UC Launches $250M Venture Fund To Back Homegrown Startups

Published: Sep 16, 2014

UC Launches $250M Venture Fund to Back Homegrown Startups

September 16, 2014

By Riley McDermid, BioSpace.com Breaking News Staff

The University of California is joining the clamoring pack of venture capitalists looking to get a bigger piece of the Bay Area biotech action, announcing late Monday is will set up a $250 million venture fund to back its own promising in-house research.

The proposal is still subject to approval by the university’s board of regents, who will vote on it Thursday.

The UC system has already seen significant success with smaller, homegrown ventures like bio firms Aragon and Seragon, which were later sold to Genentech for $1.7 billion this summer. It also backed recent IPO star Kite Pharma (KITE), which saw its initial price soar more than 50 percent on its first day of trading, to more than $26. It has now settled in at a respectable $17 at close of trading Monday.

The UC system has 10 campuses, 233,000 students, 190,000 faculty and staff, five medical centers and three affiliated national laboratories, as well as 20 incubators and accelerators.
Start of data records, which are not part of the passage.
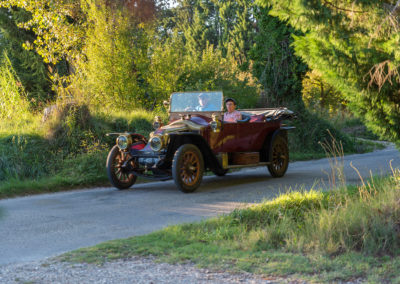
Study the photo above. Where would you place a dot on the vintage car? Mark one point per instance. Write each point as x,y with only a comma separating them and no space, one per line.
197,139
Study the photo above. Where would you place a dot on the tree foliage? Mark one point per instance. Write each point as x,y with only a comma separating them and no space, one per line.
354,45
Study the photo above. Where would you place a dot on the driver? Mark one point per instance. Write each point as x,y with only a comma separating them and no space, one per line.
204,103
232,115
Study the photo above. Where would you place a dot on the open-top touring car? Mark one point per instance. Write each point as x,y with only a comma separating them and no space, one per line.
197,139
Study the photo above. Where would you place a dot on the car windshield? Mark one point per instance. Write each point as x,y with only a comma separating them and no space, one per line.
196,101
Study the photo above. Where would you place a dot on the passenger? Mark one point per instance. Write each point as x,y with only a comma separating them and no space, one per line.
232,115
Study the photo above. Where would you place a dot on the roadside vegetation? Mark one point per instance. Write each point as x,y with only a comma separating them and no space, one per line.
345,234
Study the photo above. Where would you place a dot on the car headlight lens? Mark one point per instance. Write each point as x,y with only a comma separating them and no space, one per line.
156,143
124,142
156,125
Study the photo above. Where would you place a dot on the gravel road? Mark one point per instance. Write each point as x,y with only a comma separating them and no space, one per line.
37,227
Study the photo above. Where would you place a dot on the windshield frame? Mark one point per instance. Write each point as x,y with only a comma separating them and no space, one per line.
216,100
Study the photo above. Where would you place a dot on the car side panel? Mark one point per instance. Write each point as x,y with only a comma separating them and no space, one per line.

All of that potential cash flow has not been lost on UC fund administrators, said executives.

"UC Ventures is the result of careful evaluation of best practices to develop the most effective investment vehicle to capture the economic value the University of California is creating through its pioneering research," said UC Chief Investment Officer Jagdeep Singh Bachher in a statement.

"Our goal is to build upon the technology commercialization efforts at UC while carefully managing potential risk exposures,” he said. “We are confident an independent UC Ventures will achieve this."

The school system will join local players like Versant, Alta Partners, Arch Venture Partners and Sofinova in shaping the Bay Area into one of the world’s richest biotech environments. The region is fast gaining on more traditional hubs like Boston as venture capital pours in, including $400 million fund from Arch, $450 million from Venrock, $500 million from Sofinnova and $300 million from Versant.

The size of the fund was a surprise, but the timing was not: It comes close on the heels of a decree issued by UC President Janet Napolitano at the beginning of the summer that all 10 of the university’s campus would be lifting a ban on directly investing in faculty startups in exchange for use of university facilities and services.

"In addition to any financial benefits, we see this fund as a potential vehicle for providing resources to support basic research and talent — among both faculty and students — required to develop innovations that can benefit California and the world," Napolitano said in a press release.